Have you tried using COOLEDIT?
It has option for adding reverberations.
BVL
c...@yahoo.co.uk wrote:
Hi all,
I would really appreciate your ideas on something...
Ok, I am building a speech recognition system which uses a mic array to capture the sound. The
signal coming in is not only speech but it's also affected by noise and room reverberation.
I need to see what's the effect of reverberation alone so I mixed the speech signal from a
close-talking microphone (so no noise and reverberation there) with some noise I cut out from
the mic array recording.
So, if there is a difference in how the system deals with the mic array signal and the
close-talking+noise signal, it's got to be due to the reverberation.
My question is simpler than that.
I need to have the same noise to signal ratio in both signals. Because even though the added
noise in the close-talking+noise signal is as loud as in the mic array signal, the speech in
the mic array signal is quieter. So, just adding the noise is not quite right.
Do you know how I can calculate the signal to noise ratio in both signals or what software to
use to do this? I was thinking I could just take the average db value of the whole mic array
signal, then the average level for the noise and then just subtract it from the whole, in order
to get the level of the speech signal alone.
Does that make sense? What software do you suggest using?
Thank you in advance,
Best regards,
Erida
Hi Erida,
Irrespective of the algorithm ur using
1. Noise power will be same across all mics, by default.
2. Signal power will vary across mics(max at c-t)
I don't understand why are trying to make same SNR across all Mics.(or ur not?)
Your goal is to see reverberaton effect, I guees what u need is something like AECs (echo
cancellers).
ON in first case & OFF in other case to see the effect of reverberations.
Just a thought,
u can try same experiment in close space (room) & in open space & compare the result.
>Still, I am not sure how to measure the SNR of my original c-t recordings.
As long as signal strength is considerably greater than noise the approach ur using will surely
give you correct SNR (to much extent).
BVL
clcada <c...@yahoo.co.uk> wrote:
Hi BVL,
Thanks for your reply,
I am sorry. My first post was probably poorly worded.
What I am trying to do is not add reverberations, but take
reverberation out of the equation for a while. In fact, I am trying to
add the correct amount of noise.
My ultimate goal is to see how reverberation *alone* aggravates the
system's performance. My idea was to make up a new signal by mixing
the speech of the c-t mic and some noise from the distant mics. Then,
I would put the new wavs through the system and compare the recog
results with those of the mic array recordings.
Of course, I needed the same SNR in both conditions.
So, here is what I did...
My approach was to apply to my wav files a window of 0.2 sec in order
to get the spectral envelope.

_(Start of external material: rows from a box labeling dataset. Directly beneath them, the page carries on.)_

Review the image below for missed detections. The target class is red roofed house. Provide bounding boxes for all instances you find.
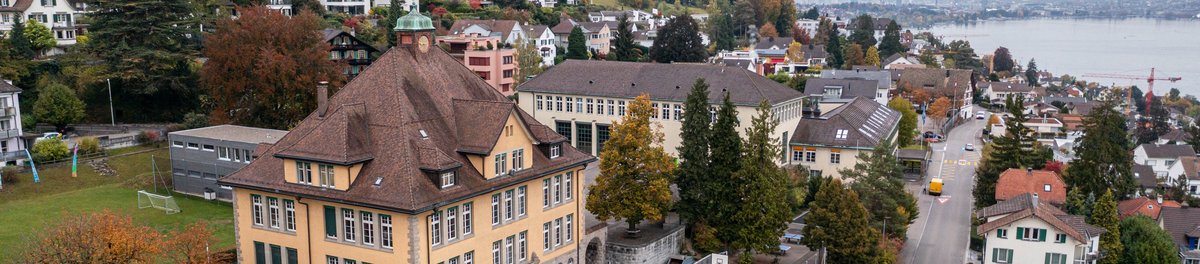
[996,168,1067,206]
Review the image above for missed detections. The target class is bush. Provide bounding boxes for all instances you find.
[79,137,104,154]
[31,138,71,162]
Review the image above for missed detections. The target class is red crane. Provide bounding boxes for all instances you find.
[1084,68,1183,115]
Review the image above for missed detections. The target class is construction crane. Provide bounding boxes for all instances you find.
[1084,68,1183,115]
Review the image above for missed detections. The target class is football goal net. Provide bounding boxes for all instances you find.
[138,191,179,215]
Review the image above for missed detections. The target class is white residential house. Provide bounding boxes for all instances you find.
[516,60,804,163]
[1133,144,1196,179]
[0,0,88,55]
[0,79,26,162]
[788,97,900,179]
[976,193,1105,264]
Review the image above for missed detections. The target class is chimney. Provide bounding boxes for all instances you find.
[317,80,329,118]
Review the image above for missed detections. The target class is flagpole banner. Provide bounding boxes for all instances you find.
[25,149,42,184]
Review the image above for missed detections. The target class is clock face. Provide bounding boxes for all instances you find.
[416,36,430,53]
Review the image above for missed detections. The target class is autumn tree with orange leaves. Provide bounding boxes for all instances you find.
[200,6,347,130]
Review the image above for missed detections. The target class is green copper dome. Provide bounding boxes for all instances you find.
[392,11,433,31]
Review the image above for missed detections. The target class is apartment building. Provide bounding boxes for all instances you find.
[517,60,804,162]
[167,125,287,200]
[218,12,595,264]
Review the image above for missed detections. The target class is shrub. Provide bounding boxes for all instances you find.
[31,138,71,162]
[79,137,104,154]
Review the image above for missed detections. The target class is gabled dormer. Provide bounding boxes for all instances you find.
[275,103,373,191]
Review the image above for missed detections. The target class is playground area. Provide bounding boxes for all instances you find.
[0,146,234,263]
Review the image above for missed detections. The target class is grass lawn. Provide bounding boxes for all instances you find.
[0,146,234,263]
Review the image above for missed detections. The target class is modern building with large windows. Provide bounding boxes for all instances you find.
[218,12,595,264]
[517,60,804,162]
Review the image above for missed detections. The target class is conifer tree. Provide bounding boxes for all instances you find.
[674,78,720,226]
[1088,191,1124,264]
[587,95,674,234]
[800,179,880,263]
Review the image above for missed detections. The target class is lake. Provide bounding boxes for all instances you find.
[928,18,1200,96]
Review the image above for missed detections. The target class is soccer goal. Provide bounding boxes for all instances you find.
[138,191,180,215]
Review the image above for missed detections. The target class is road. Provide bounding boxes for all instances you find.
[900,114,985,264]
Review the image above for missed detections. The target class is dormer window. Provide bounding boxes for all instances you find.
[442,170,455,188]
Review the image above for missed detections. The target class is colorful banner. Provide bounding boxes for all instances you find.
[25,149,42,184]
[71,143,79,178]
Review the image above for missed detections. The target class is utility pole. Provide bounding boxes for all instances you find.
[104,79,116,126]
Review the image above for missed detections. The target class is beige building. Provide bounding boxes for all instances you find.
[220,12,595,264]
[976,193,1105,264]
[788,97,900,179]
[517,60,804,162]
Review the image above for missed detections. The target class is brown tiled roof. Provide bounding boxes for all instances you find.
[996,168,1067,205]
[220,47,595,214]
[1139,143,1196,158]
[976,194,1104,241]
[791,97,900,148]
[517,60,803,106]
[1117,197,1163,220]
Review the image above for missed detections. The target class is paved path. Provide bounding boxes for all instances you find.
[900,115,984,264]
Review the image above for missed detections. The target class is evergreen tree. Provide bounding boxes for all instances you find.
[1121,215,1180,264]
[880,20,908,58]
[839,140,919,239]
[8,16,35,60]
[607,16,642,61]
[800,179,880,263]
[566,26,588,60]
[850,13,877,49]
[1063,102,1135,197]
[1025,59,1042,86]
[1088,190,1124,264]
[587,95,674,233]
[674,78,720,226]
[888,96,917,148]
[650,16,708,64]
[714,101,791,258]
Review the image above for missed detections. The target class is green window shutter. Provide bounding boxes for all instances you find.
[254,241,266,264]
[271,245,283,264]
[325,205,337,238]
[288,247,300,264]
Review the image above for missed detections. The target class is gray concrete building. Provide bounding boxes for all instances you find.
[168,125,287,200]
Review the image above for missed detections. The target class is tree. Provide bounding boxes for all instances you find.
[991,47,1015,72]
[758,23,779,37]
[880,20,908,58]
[850,13,877,50]
[714,100,791,253]
[200,6,346,130]
[840,139,919,239]
[674,78,720,226]
[34,83,84,131]
[606,16,642,61]
[863,46,880,66]
[514,37,541,84]
[925,96,950,125]
[587,95,674,233]
[24,20,59,55]
[8,16,35,60]
[800,179,880,263]
[1025,59,1042,86]
[888,96,917,148]
[841,43,866,70]
[1120,215,1180,264]
[566,26,588,60]
[1063,102,1135,197]
[650,16,708,64]
[1087,190,1124,264]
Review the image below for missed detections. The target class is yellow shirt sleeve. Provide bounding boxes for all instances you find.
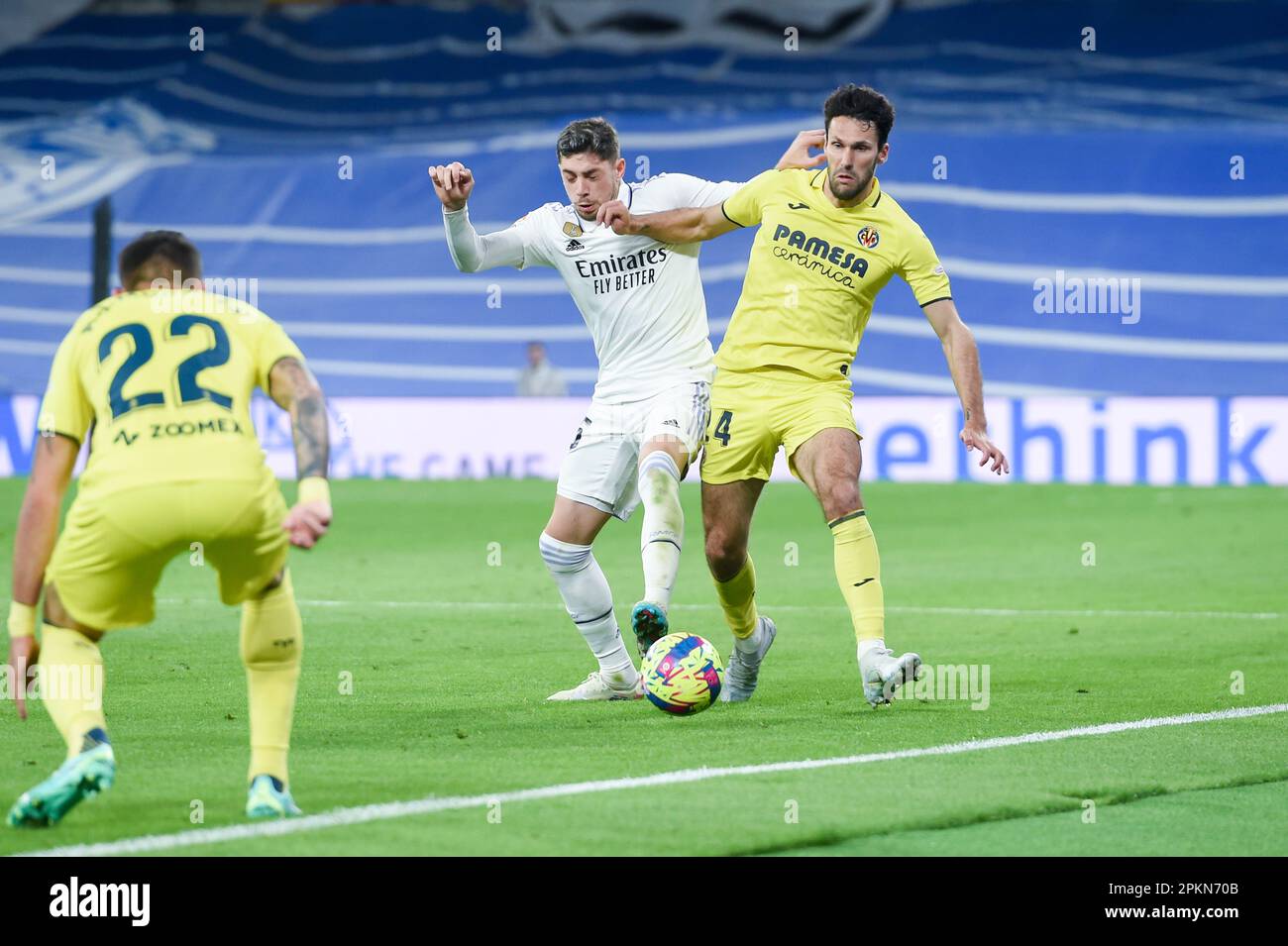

Then, I got the RMS in dB for some
specified vowels and noise regions in each file. I did that for both
c-t and mic array recordings. I estimated the SNR (by dividing the RMS
value of the speech/vowels by the RMS value of noise)and then I
figured out how much I should add to the mic array noise before adding
it to the c-t mic wavs, in order to match the mic array SNR.
It seemed a quite simple and reasonable approach.But I, kind of, lack
any deep knowledge in signal processing and this became evident once more.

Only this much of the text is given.